Open mattansb opened 3 years ago
As fa as I know, there is no real "non-parametric" bootstrapping for merMod, but just "semi-parametric". Not sure if this will bring us closer to consistency, or if it is preferred to stick to the defaults?
In the docs the options at parametric of semiparametric - there is no non-parametric.
https://www.rdocumentation.org/packages/lme4/versions/1.1-27/topics/bootMer
Yeah, parametric is really the only stable option for bootMer. Semiparametric is pretty unstable; it gives weird results fairly often in my experience and is applicable to only a limited set of models. Resampling cases for mixed effects models is tricky (basically has to happen at the cluster level) and is pretty intractable for crossed models.
There is this package, but I've not investigated it https://cran.r-project.org/web/packages/lmeresampler/lmeresampler.pdf
Do we accept and pass along the use.u option to bootMer? If not, we should.
I'd also like to support other bootstrap intervals besides the percentile (eg, BCa). Opened an issue for this earlier today.
I might have triggered this issue with a query that I sent yesterday to a few of you (apologies for the redundancy).
I feel that there should be consistency in the call of model_parameters and perhaps a much clearer wording in the help and the vignettes.
For the "typical" sizes (a few dozens, < 100?) of datasets analyzed by scientists, I think that it does matter whether non-parametric or parametric bootstrap is used to estimate the 95%CIs and p-values. Non-parametric bootstrapping of a small sample until doomsday will never generate values on the tails of the real distribution of the response variable that are key to 95%CI and p-values. Regardless of the prob distribution of the response variable of a model, values in the upper/lower 10% are by definition unlikely to be represented in a sample of moderate size. Hence, the 95%CIs and p-values obtained by non-parametric bootstrap are bound to be somewhat biased and imprecise.
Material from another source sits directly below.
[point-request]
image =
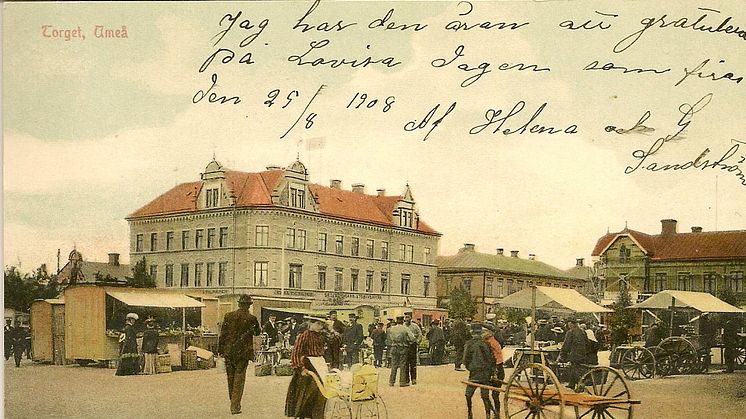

Provided that one has a statistical model with a reasonable goodness of fit to data, parametric bootstrap should almost always provide better 95%CI and p-values than non-parametric one. The reason is that generating pseudosample values in the upper/lower 10% from a prob distribution reasonably fitted by a model depends on the number of bootstrap replications (i.e. computer brute force) and not on the size of the original data.
Almost certainly, the differences in CIs and p-value between nonparametric vs parametric bootstrap disappear for large (>250?) sample sizes, but in these cases one should probably rely on the asymptotics of Wald statistics to get the CIs and p-values.
Other R libraries (e.g. glmmboot) doing bootstrap on these models employ such "weasel wording" in the description of their methods that one must query the authors to know what they actually do. This is why I feel that the excellent set of libraries of your "ecosystem" deserve a better and clerer description for the benefit of their users (like me). Cheers Pablo
I feel that there should be consistency in the call of model_parameters and perhaps a much clearer wording in the help and the vignettes
In which way, which part could probably be improved?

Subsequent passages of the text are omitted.